The first forum took place at Project Arts Centre, Dublin in April 2011, and the second in May 2012 at the Lewis Glucksman Gallery, in partnership with National Sculpture Factory, Cork. Each day included presentations, debates, and informal periods for questions, answers and conversations. There was also plenty of time to meet people face-to-face. VAWF includes contributions from those active in every level of the sector: artists, curators and writers are all represented, as are institutional staff, civil servants and those coming from cultural fields outside of the visual arts.
In both years, the first half of the forums were arranged as a series of rapid-fire presentations. The first year, there were four talks in forty minutes; the following year squeezed twelve into an hour. They included contributions from Clíodhna Shaffrey, Vaari Claffey, Ed Krčma, Alex Pentek and others. Mary Conlon described the early gestation of Ormston House, where passers-by saw her painting the gallery and volunteered their help. Jesse Jones staged artists as being caught in a two-part dynamic: the hustle and the rub. In this metaphor, you can get ahead in the art world, but every gain is offset by an equal and opposite consequence.
Throughout these quick descriptions of strategies to parry the sector’s instability, the common refrain was that a climate for successful work pivots on how well arts practitioners can support their peers. It’s an understandably crucial element in the development of a field where we’re all in negotiation with one another, and where so many peoples’ practices depend on working alone. Considering the conditions that are affecting Ireland’s cultural sector right now – the prevalence of unpaid internships, the scarcity of fees and the attenuation of both funding programmes and national cultural bodies – there is a great deal to gain from simply gathering and sharing a set of innovative work practices.
Over the past two years, some discussions at the forum have offered valuable insight into how the sector is developing. In his 2011 presentation, Mick Wilson described a ‘reputational economy’ that affects the visual arts specifically. This is a system where our attempts to work towards an improved livelihood are augmented by the way that we compete with our peers for reputation. Wilson characterised this competition as a zero-sum game, wherein one person’s reputation rising means that another’s must fall. Everybody doing this together has created an economy where the right to work is now the thing that is valuable. Hence, if we succeed in our work, the reward is enough reputation to qualify us for more work. Throughout all of this, very few rewards take the form of financial gains.
In their 2012 keynote discussion, Sarah Glennie and Mary McCarthy spoke very frankly about the planned amalgamation of the museums. It came at a moment when the sharp corners of the amalgamation were at their most contested and least transparent state. They talked through the different adaptations and strategies that the museums might use to defuse the potential damage caused by the reform plan. Glennie remarked that the museums had been added to a list of 40 quangos that were brought into a government cabinet meeting to be either absorbed or abolished.
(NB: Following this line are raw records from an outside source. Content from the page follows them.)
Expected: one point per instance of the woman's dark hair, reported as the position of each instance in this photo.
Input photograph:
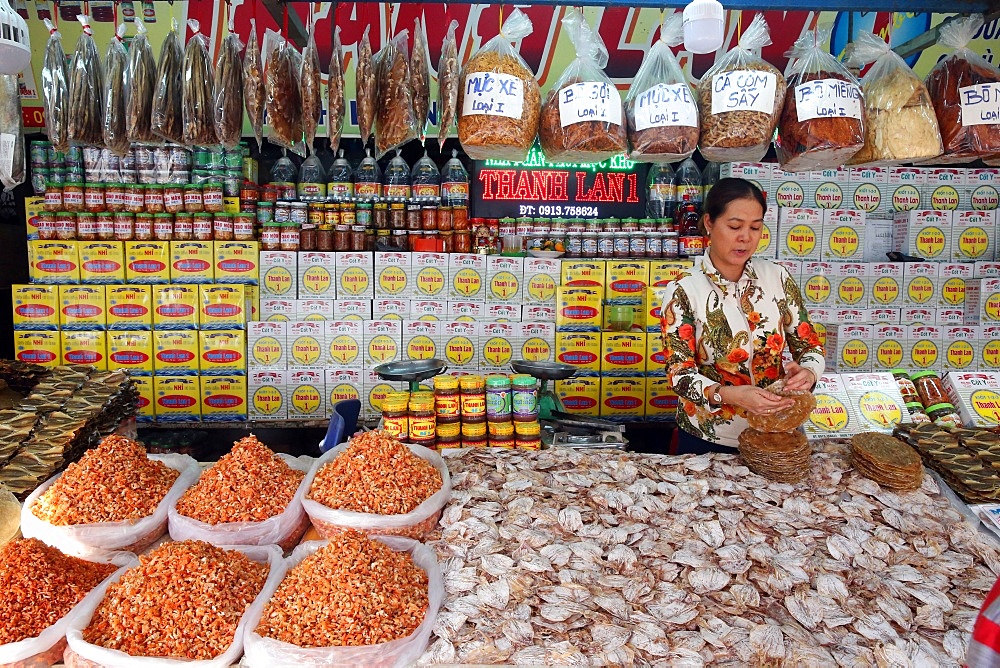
(729, 190)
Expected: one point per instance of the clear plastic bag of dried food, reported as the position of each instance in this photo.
(660, 107)
(582, 119)
(55, 90)
(395, 120)
(139, 92)
(416, 524)
(310, 88)
(270, 653)
(336, 104)
(254, 93)
(168, 117)
(900, 123)
(12, 169)
(116, 68)
(283, 530)
(82, 654)
(82, 540)
(86, 90)
(449, 81)
(46, 649)
(498, 98)
(740, 100)
(199, 91)
(966, 132)
(420, 78)
(822, 123)
(284, 101)
(228, 93)
(365, 86)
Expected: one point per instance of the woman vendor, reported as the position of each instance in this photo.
(726, 322)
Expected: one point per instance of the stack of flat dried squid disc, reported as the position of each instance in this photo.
(887, 460)
(780, 456)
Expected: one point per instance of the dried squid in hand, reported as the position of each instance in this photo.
(86, 90)
(141, 72)
(335, 104)
(115, 69)
(55, 90)
(253, 85)
(229, 93)
(168, 100)
(199, 85)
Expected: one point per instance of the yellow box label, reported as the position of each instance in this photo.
(581, 349)
(237, 261)
(175, 353)
(35, 306)
(82, 307)
(147, 261)
(175, 307)
(85, 348)
(223, 351)
(222, 306)
(223, 398)
(191, 262)
(131, 351)
(178, 399)
(42, 348)
(102, 261)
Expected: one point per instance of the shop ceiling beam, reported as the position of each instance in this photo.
(296, 29)
(929, 38)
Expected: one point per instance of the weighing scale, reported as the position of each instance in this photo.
(412, 371)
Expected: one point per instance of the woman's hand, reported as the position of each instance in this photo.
(755, 399)
(798, 377)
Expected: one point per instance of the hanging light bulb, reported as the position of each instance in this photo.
(703, 26)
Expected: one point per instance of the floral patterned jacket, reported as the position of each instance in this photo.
(717, 331)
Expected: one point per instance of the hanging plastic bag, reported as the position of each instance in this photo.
(335, 103)
(740, 100)
(116, 69)
(86, 90)
(965, 133)
(310, 88)
(449, 81)
(900, 124)
(12, 169)
(260, 652)
(83, 540)
(365, 87)
(420, 78)
(46, 649)
(395, 121)
(498, 98)
(139, 92)
(822, 123)
(582, 115)
(279, 530)
(284, 101)
(254, 93)
(168, 117)
(82, 654)
(199, 91)
(416, 524)
(228, 93)
(660, 107)
(55, 90)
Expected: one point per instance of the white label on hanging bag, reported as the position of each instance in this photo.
(493, 94)
(827, 98)
(980, 104)
(665, 105)
(590, 101)
(744, 90)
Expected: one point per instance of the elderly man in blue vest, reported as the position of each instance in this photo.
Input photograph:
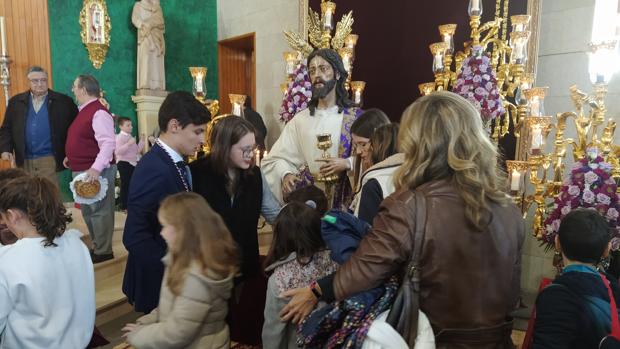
(35, 126)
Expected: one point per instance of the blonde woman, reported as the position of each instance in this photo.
(198, 280)
(471, 254)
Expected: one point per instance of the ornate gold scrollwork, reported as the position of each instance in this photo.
(95, 32)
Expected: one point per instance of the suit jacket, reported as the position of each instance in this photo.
(155, 177)
(61, 110)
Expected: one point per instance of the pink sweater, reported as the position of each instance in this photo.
(126, 150)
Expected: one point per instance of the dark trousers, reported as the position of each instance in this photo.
(125, 170)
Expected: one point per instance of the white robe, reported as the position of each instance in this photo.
(47, 294)
(296, 146)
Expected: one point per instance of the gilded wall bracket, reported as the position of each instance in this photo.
(95, 33)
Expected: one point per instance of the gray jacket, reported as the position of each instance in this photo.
(194, 319)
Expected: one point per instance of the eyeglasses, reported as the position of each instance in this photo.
(361, 145)
(38, 81)
(248, 152)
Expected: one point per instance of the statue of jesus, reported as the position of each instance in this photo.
(292, 161)
(149, 19)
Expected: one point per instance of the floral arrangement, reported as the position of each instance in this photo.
(477, 83)
(298, 94)
(590, 185)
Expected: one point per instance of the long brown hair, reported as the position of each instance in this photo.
(296, 229)
(201, 238)
(364, 126)
(442, 137)
(39, 199)
(226, 133)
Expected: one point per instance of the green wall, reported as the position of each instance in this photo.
(191, 40)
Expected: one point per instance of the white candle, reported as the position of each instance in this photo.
(3, 35)
(535, 106)
(199, 84)
(475, 5)
(536, 138)
(515, 180)
(328, 19)
(237, 109)
(438, 63)
(346, 61)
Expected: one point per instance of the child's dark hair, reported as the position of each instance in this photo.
(121, 120)
(296, 229)
(310, 192)
(11, 173)
(584, 235)
(39, 199)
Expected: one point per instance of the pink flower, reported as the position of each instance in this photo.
(588, 196)
(565, 210)
(590, 177)
(603, 199)
(573, 190)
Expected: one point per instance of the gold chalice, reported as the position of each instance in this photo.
(324, 143)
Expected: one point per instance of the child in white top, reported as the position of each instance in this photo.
(47, 285)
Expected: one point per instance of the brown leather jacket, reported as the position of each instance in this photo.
(469, 280)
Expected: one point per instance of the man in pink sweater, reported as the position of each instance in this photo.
(126, 155)
(90, 149)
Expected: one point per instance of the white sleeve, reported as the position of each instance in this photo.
(5, 305)
(285, 157)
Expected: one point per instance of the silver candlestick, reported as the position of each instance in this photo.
(5, 77)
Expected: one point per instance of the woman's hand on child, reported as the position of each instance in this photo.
(301, 305)
(334, 166)
(128, 329)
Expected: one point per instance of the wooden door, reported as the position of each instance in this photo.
(236, 69)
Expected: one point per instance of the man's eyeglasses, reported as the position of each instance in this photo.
(38, 81)
(248, 152)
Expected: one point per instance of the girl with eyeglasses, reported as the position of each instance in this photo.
(236, 189)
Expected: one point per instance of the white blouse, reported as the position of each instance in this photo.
(47, 294)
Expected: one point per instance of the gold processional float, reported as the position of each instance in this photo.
(538, 177)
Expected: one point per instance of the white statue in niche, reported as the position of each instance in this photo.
(149, 19)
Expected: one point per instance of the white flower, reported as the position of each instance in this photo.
(573, 190)
(590, 177)
(588, 196)
(603, 199)
(565, 210)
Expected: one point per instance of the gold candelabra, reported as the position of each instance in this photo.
(199, 89)
(508, 56)
(537, 178)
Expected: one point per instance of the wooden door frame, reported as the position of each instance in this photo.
(234, 42)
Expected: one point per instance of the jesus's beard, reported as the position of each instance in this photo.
(322, 92)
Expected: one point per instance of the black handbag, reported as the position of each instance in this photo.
(403, 315)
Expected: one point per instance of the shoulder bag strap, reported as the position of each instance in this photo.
(414, 268)
(615, 323)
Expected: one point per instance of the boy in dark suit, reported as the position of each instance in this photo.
(161, 172)
(574, 311)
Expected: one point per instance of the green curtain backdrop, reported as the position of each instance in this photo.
(191, 40)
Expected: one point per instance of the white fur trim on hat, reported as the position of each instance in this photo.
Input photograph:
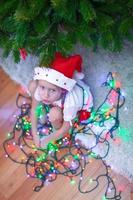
(78, 75)
(54, 77)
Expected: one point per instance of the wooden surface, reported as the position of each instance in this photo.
(14, 184)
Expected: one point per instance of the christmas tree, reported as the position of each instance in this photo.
(41, 27)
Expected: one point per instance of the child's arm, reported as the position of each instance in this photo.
(32, 88)
(34, 122)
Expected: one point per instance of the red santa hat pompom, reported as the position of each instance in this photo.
(63, 71)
It is precisely these kinds of discussions that make events such as VAWF so valuable right now; the visual arts could use more transparency and more sharing of information. We need a place to air our problems and, critically, to share our successes. Not only do these conversations give us access to alternative perspectives but also, through having them, it becomes easier to see who is willing to work for the entire sector, rather than just for themselves or their own institutions. The sustainability of our work practices relies on how well we can learn from our peers and, in that sense, the problems that affect the arts are not permanent: they are a temporary and dangerous opportunity. If we can address them as a community, we will be taking a big step forward. So if you’re involved in the visual arts in any capacity, then it’s your forum – what do you want from it?